Trust me I completely understand the problem - I was trying to get you to make that last step but I think you were just stopping at "oh I guess it could be a multinomial but I don't care about the ps" when you should have taken it one step further and realized the ps are functions of mu and sigma.

 

[schleprock2]

I completely understand the problem. What I'm trying to get you to do is set up the **** likelihood! You just seem too stubborn to do that.

Rather than laboriously type out the likelihood function in a response -- finding the right symbol codes and whatnot -- I linked yesterday to a web page that showed the likelihood function (admittedly, for a binomial) that I would've ended up typing. Here it is again: https://onlinecourses.science.psu.edu/stat504/node/28. Regardless, you can safely assume for the purposes of this and future discussions that I understand MLE, how to set up a likelihood function, etc.

So you agree that it's multinomial given the bin probabilities right? And how do you find the bin probabilities? Well they're just probabilities derived from the normal distribution (so these probabilities are functions of mu and sigma). So there you have it - that's how you get your likelihood.

I think this is where we diverge. I've agreed several times that these probabilities are driven by mu and sigma. But the function is not closed-form. The PDF is, but the CDF isn't...it's a definite integration of the PDF from -infinity to x. So if you could please explain to me how to use that integral (i.e. the Normal CDF) in place of p such that I can maximize likelihood relative to mu and sigma, that would be fantastic. Or if there's a simpler way to do it, that would be even better. Either way, I hope you can see where the maximum likelihood function for a multinomial isn’t the piece of the puzzle that I’m missing.
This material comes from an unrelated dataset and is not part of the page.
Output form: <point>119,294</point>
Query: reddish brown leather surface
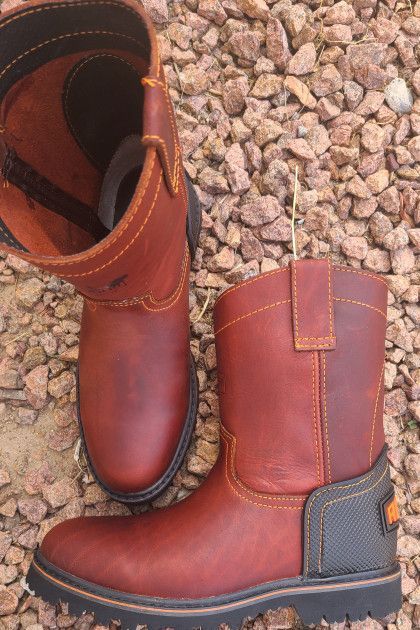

Trust me I completely understand the problem - I was trying to get you to make that last step but I think you were just stopping at "oh I guess it could be a multinomial but I don't care about the ps" when you should have taken it one step further and realized the ps are functions of mu and sigma.

See above. I fully realize that the ps are functions of mu and sigma. What I don’t yet understand – but am hoping you do – is how to employ the CDF of a Normal in the multinomial likelihood function.

 

[Dason]

Rather than laboriously type out the likelihood function in a response -- finding the right symbol codes and whatnot -- I linked yesterday to a web page that showed the likelihood function (admittedly, for a binomial) that I would've ended up typing. Here it is again: https://onlinecourses.science.psu.edu/stat504/node/28. Regardless, you can safely assume for the purposes of this and future discussions that I understand MLE, how to set up a likelihood function, etc.

I think this is where we diverge. I've agreed several times that these probabilities are driven by mu and sigma. But the function is not closed-form. The PDF is, but the CDF isn't...it's a definite integration of the PDF from -infinity to x. So if you could please explain to me how to use that integral (i.e. the Normal CDF) in place of p such that I can maximize likelihood relative to mu and sigma, that would be fantastic. Or if there's a simpler way to do it, that would be even better. Either way, I hope you can see where the maximum likelihood function for a multinomial isn’t the piece of the puzzle that I’m missing.

See above. I fully realize that the ps are functions of mu and sigma. What I don’t yet understand – but am hoping you do – is how to employ the CDF of a Normal in the multinomial likelihood function.

Just use the CDF. There isn't a closed form for it but we do have a symbol for the function and software can evaluate the CDF. Just like how you might not be able to easily tell me what the square root of 23423421 is without using a calculator we can do the same thing for the normal CDF.